Esta experiencia de sentirnos amados y perdonados por Dios es esencial en nuestra vida para, después, perdonar y acoger a los demás de la misma manera que Dios lo hace con nosotros: saliendo a nuestro encuentro con los brazos abiertos para acogernos y perdonarnos antes de que se lo pidamos nosotros. Entregando su propia vida para nuestra salvación. ¿Vivimos, así, el perdón?
En esta línea se mueve el evangelio de Mateo de hoy. En que debemos ofrecer nuestro perdón a los demás, incluso, hasta setenta veces siete; esto es, siempre y en cada momento.
No podemos olvidar que nuestra relación con los demás es el parámetro de nuestra relación con Dios, quiero decir, no podemos caer en la hipocresía de afirmar que amamos a Dios sobre todo y luego tener nuestra vida y nuestro corazón lleno de enemistades, de personas sin perdonar y de enemigos. Cuanto menos es una incongruencia ¿no crees?
Esto nos lo recuerda el propio Cristo en su evangelio: “Os aseguro que cada vez que no lo hicisteis con uno de éstos, los humildes, tampoco lo hicisteis conmigo». Y, también, san Juan, en su primera carta, lo formula de modo parecido: “Pues el que no ama a su hermano a quien ve; ¿cómo puede amar a Dios a quien no ve?” Vamos, que no tenemos escapatoria.
En el Evangelio de hoy, Pedro es quien quiere saber cuántas veces tenemos que perdonar, es Pedro quien se atreve a hacerle a Cristo esa pregunta que todos nos formulamos en algún momento de nuestro día ante la conducta de los demás con nosotros. Y Jesús le da una respuesta taxativa que no deja lugar a interpretación: “hasta setenta veces siete”, esto es, EL PERDÓN NO TIENE LÍMITES. No podemos olvidar que si no perdonamos a los que no rodean no queremos verdaderamente a Dios, si no amamos a los que nos rodean, no amamos sobre todas las cosas a Dios, no es sólo incompatible sino altamente contradictorio. Así que, pregúntate: ¿perdono a los que me hacen daño? ¿Soy capaz de desviar la atención siempre de mí mismo y sentirme ultrajado, traicionado o mal tratado siempre por los demás?
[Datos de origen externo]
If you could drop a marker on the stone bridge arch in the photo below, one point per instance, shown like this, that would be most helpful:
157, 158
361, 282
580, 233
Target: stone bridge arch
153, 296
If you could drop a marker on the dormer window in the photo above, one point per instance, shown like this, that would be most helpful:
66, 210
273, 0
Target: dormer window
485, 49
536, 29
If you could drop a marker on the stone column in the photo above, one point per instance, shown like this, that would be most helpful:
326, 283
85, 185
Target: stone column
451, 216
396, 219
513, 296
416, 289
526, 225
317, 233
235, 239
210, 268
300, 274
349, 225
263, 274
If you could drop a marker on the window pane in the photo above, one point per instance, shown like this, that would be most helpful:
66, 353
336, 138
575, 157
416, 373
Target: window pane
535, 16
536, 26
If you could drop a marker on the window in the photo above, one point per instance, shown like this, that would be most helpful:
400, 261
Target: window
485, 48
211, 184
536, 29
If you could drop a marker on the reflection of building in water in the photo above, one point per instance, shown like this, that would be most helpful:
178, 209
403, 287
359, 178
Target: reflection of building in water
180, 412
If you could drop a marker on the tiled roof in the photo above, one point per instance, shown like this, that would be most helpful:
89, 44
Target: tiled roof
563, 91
El perdón comienza cuando somos capaces de no fijar la atención en lo que los demás llevan a cabo con nosotros. La experiencia nos dice que cuesta mucho perdonar cuando la herida de la ofensa está viva y la cultivamos en nuestro interior. Miremos a Jesús. Él, en su comportamiento, lo demostró múltiples veces. El gesto máximo de perdón lo manifestó en la cruz pidiendo a Dios que perdonase a sus ejecutores. Eso mismo espera Él de nosotros. Tenemos que desterrar de nuestras vidas expresiones del tipo: “perdono, pero no olvido”, “soy bueno, pero no tonto”, “siempre tengo que ser yo quien dé mi brazo a torcer”. Perdonar es que el otro me encuentre cuando me necesite, que yo sea capaz de dar la vida por él, de ayudarle sin tener en cuenta el daño que me haya podido o no hacer. Es cierto, hay veces que las relaciones no vuelven a ser igual. Que ya no quedamos a tomar café con esa persona o que la amistad y la confianza no es tan fuerte como antes, poco a poco, si ejercitamos el perdón volverá a ser como siempre, ya lo verás. Pero lo importante no es quedar a tomar café, lo importante es que cuando ese hermano nuestro que nos hizo daño, cuando nos necesite, nos encuentre tan dispuestos a ayudarle como antes de la ofensa. Que cuando nos juntemos con ellos, seamos capaces de no sacar esos rencores que humanamente nos cuesta tanto desterrar de nuestro corazón. Así, poco a poco, llegaremos a ser capaces de dar nuestra vida por las necesidades de los demás, incluso, de los que nos han hecho algún mal. Así, poco a poco, estaremos en el buen camino de amar a Dios sobre todas las cosas. Pregúntate: ¿qué significan nuestros gestos de perdón, a veces por nimiedades, ante ese gesto de Jesús en la cruz?
RECUERDA:
1.- ¿Me siento querido, amado y perdonado por Dios?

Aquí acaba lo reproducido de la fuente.